I just picked this up about Silicon Graphics. It addresses this type of value disparity:

With the heavy volume and sharp uptick in shares of Silicon Graphics (NYSE:SGI - news) -- from 8 1/4 on Nov. 26 to 11 1/4 Friday, you'd think the old workstation maker had become a Linux play. Well, if you thought that, you'd sort of be right.

The company that likes to call itself simply SGI actually did issue a news release last week trumpeting a series of technologies and software "tools" that help developers install and use Linux operating software. What with all the excitement around sizzling IPOs like Linux-based appliance maker Cobalt Networks (Nasdaq:COBT - news) (down 6% last week but still worth six times its Nov. 5 IPO price) and VA Linux Systems (Nasdaq:LNUX - news) (whose www.linux.com domain name alone must be worth a mint), surely SGI can find a way to cash in.

Actually, SGI is finding a way. That's because it owns almost 1.3 million shares of VA Linux Systems, according to a spokesman for the company. That stake, worth about $280 million, makes for a decent investment by SGI, which said several months ago that it had paid $5 million for a piece of then-unknown VA Linux.

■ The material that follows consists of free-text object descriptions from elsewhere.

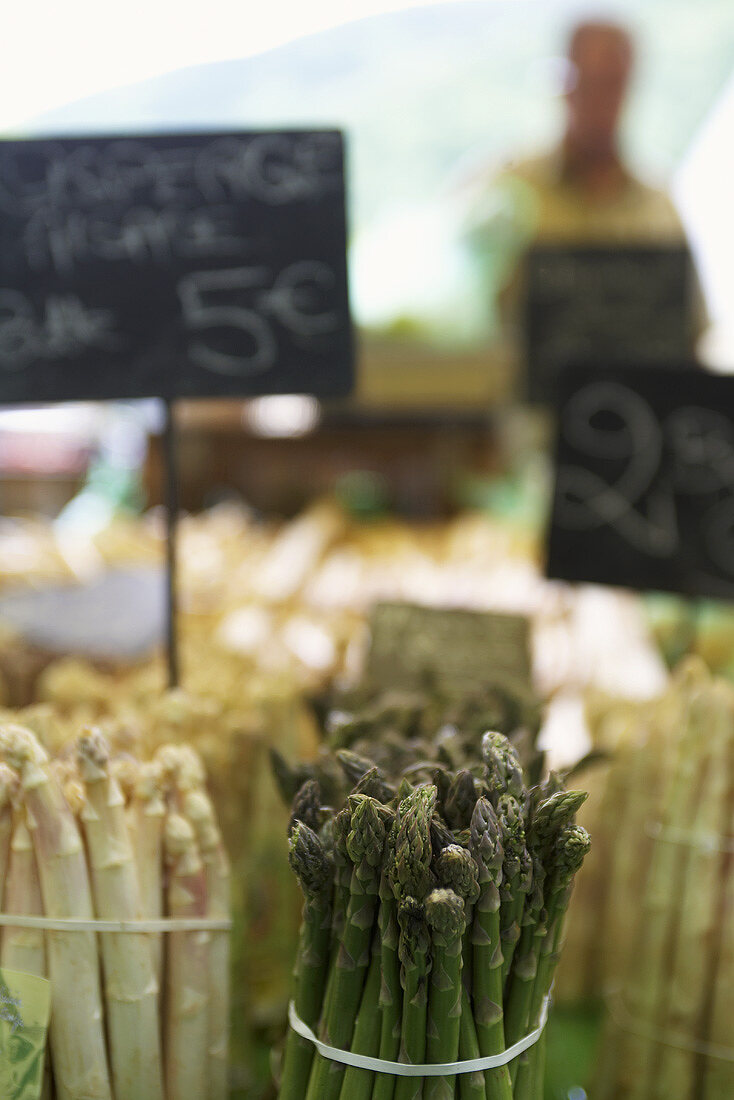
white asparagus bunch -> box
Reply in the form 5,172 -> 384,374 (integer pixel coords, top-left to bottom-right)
0,723 -> 113,1100
0,720 -> 231,1100
164,812 -> 211,1100
77,730 -> 165,1100
184,786 -> 231,1100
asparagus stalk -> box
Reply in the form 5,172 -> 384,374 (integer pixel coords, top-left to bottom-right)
445,770 -> 478,831
496,794 -> 531,988
614,683 -> 706,1100
77,730 -> 165,1100
458,985 -> 488,1100
164,811 -> 210,1100
503,851 -> 545,1052
305,794 -> 387,1100
0,808 -> 53,1100
433,845 -> 485,1100
278,822 -> 332,1100
0,723 -> 113,1100
338,936 -> 383,1100
0,764 -> 16,899
389,786 -> 437,1100
184,786 -> 232,1100
470,798 -> 513,1100
513,824 -> 591,1100
290,779 -> 322,836
371,827 -> 402,1100
1,815 -> 46,976
653,681 -> 732,1100
132,761 -> 166,985
424,888 -> 465,1100
394,894 -> 431,1100
481,732 -> 525,810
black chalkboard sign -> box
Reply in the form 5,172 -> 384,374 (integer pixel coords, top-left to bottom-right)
525,245 -> 693,404
0,130 -> 353,402
547,364 -> 734,600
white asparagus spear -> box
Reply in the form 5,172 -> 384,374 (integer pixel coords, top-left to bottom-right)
132,761 -> 166,985
1,814 -> 46,974
0,763 -> 17,900
1,808 -> 54,1100
164,812 -> 210,1100
184,787 -> 231,1100
77,730 -> 165,1100
0,723 -> 113,1100
155,744 -> 206,811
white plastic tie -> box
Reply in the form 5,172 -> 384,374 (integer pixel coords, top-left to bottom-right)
0,914 -> 231,933
606,990 -> 734,1064
287,995 -> 550,1076
645,820 -> 734,855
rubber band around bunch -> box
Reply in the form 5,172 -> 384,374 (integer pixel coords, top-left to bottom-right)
645,820 -> 734,855
0,914 -> 231,933
287,995 -> 550,1077
605,989 -> 734,1065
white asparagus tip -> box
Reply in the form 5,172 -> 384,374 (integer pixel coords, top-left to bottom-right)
0,762 -> 18,808
63,775 -> 87,818
183,790 -> 220,855
0,724 -> 48,784
135,761 -> 164,803
76,727 -> 111,782
165,812 -> 202,877
155,744 -> 206,793
111,754 -> 141,802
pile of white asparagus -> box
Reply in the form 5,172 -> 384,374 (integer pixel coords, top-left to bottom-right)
551,658 -> 734,1100
0,724 -> 230,1100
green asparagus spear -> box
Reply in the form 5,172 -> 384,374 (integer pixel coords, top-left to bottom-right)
482,732 -> 525,809
395,895 -> 431,1100
372,828 -> 402,1100
434,844 -> 485,1100
279,823 -> 333,1100
290,779 -> 322,836
470,798 -> 513,1100
305,795 -> 387,1100
513,825 -> 591,1100
425,889 -> 466,1100
445,770 -> 478,831
338,936 -> 383,1100
496,794 -> 532,987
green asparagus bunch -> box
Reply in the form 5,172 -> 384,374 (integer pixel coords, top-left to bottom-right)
277,730 -> 589,1100
272,677 -> 543,810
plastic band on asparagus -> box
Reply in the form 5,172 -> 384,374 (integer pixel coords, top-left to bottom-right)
645,820 -> 734,855
0,914 -> 231,933
605,990 -> 734,1065
287,994 -> 551,1077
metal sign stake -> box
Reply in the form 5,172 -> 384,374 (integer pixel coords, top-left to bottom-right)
162,398 -> 179,688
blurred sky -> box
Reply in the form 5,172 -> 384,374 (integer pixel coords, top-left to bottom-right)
3,0 -> 477,129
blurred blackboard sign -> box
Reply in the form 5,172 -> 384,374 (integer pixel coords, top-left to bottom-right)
0,130 -> 353,402
367,601 -> 532,696
547,364 -> 734,599
525,245 -> 693,404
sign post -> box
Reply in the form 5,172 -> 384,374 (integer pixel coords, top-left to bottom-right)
0,130 -> 354,684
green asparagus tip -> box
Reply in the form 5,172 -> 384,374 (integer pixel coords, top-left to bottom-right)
288,821 -> 333,901
434,844 -> 480,907
346,794 -> 388,869
289,778 -> 322,836
532,790 -> 588,850
470,797 -> 504,884
425,888 -> 466,945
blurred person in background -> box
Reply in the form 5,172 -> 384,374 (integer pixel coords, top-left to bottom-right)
460,17 -> 705,362
457,17 -> 706,506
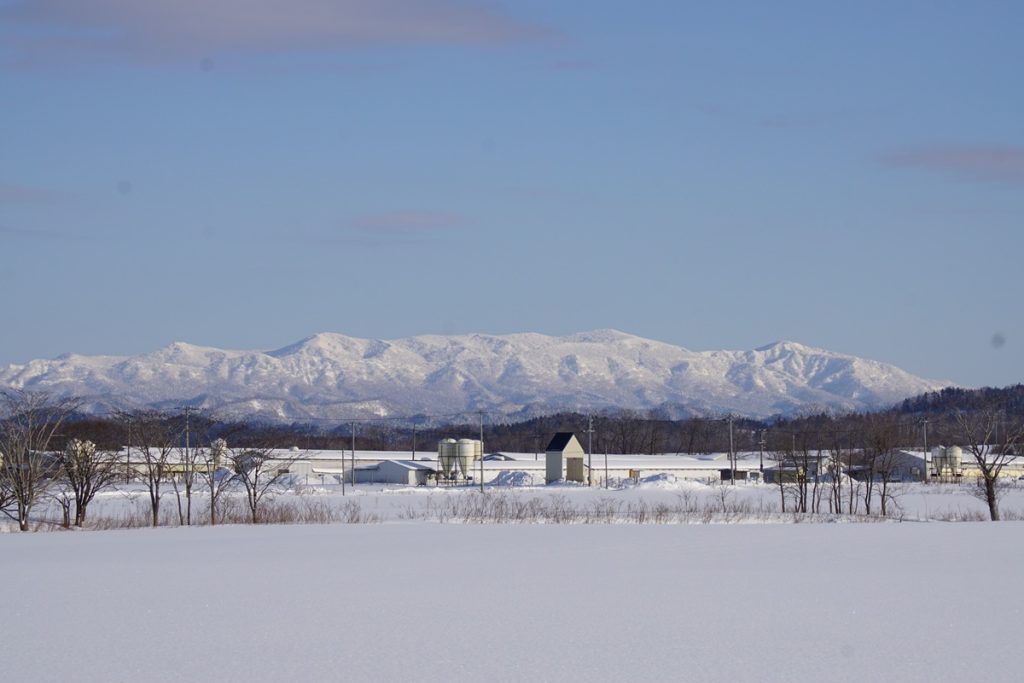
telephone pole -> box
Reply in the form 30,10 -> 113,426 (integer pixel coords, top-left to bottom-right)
479,411 -> 485,493
181,406 -> 195,523
585,415 -> 595,487
604,448 -> 609,489
758,429 -> 766,474
351,421 -> 357,488
728,416 -> 735,485
922,418 -> 929,483
182,406 -> 194,455
125,415 -> 132,484
182,406 -> 194,481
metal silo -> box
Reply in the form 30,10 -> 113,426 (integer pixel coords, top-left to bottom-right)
947,445 -> 962,474
438,438 -> 458,480
456,438 -> 478,479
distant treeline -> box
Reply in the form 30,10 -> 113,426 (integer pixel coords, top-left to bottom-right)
6,384 -> 1023,531
55,383 -> 1024,456
896,384 -> 1024,416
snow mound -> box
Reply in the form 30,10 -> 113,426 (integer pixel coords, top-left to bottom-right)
490,471 -> 540,487
635,473 -> 709,490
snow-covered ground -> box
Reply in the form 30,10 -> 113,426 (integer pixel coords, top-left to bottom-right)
57,475 -> 1024,527
5,481 -> 1024,681
4,521 -> 1022,682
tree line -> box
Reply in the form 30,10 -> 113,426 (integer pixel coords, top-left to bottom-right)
0,392 -> 305,531
2,384 -> 1022,528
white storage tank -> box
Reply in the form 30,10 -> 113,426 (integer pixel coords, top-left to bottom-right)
947,445 -> 962,473
456,438 -> 479,479
931,446 -> 946,475
438,438 -> 458,479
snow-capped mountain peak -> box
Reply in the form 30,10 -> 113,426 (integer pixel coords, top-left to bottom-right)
0,331 -> 949,421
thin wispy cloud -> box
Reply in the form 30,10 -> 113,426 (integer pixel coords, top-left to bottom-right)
882,145 -> 1024,183
293,210 -> 467,248
0,181 -> 67,206
0,0 -> 546,67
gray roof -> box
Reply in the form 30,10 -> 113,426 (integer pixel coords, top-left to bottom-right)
483,453 -> 516,461
386,460 -> 437,471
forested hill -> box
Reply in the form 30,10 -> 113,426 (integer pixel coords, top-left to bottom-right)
51,383 -> 1024,457
897,384 -> 1024,416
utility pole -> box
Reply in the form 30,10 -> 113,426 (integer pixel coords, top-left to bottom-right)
412,424 -> 417,461
125,415 -> 132,485
758,430 -> 766,474
585,415 -> 594,487
340,420 -> 346,496
182,406 -> 193,455
351,421 -> 357,488
604,447 -> 609,489
181,406 -> 195,525
728,416 -> 735,485
922,418 -> 929,483
182,406 -> 194,484
479,411 -> 485,493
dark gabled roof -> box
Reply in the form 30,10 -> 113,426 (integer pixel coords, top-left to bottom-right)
546,432 -> 576,452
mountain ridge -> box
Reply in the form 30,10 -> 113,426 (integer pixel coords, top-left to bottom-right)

More notable is that the tiny VA Linux stake is worth more than a tenth of SGI's overall market value of $2.1 billion. Also boosting SGI's valuation has been the run-up lately in shares of MIPS Technologies (Nasdaq:MIPS - news) , which have doubled to 61 1/16 since the beginning of November. The stake in former subsidiary MIPS is worth about $1.6 billion. And so once again, as suggested here in September, the marketable parts of SGI are worth nearly the same as the whole.

Laura Conigliaro, hardware analyst with Goldman Sachs, alerted clients last week to the disparity between SGI's price and those of the companies in which it holds stakes. She says that the business appears to be tracking to her estimates but that "this company has an overabundance of things to get done in December."

Translation: SGI's underlying assets can move this stock a bit. But only performance by the company itself can ever send it soaring again.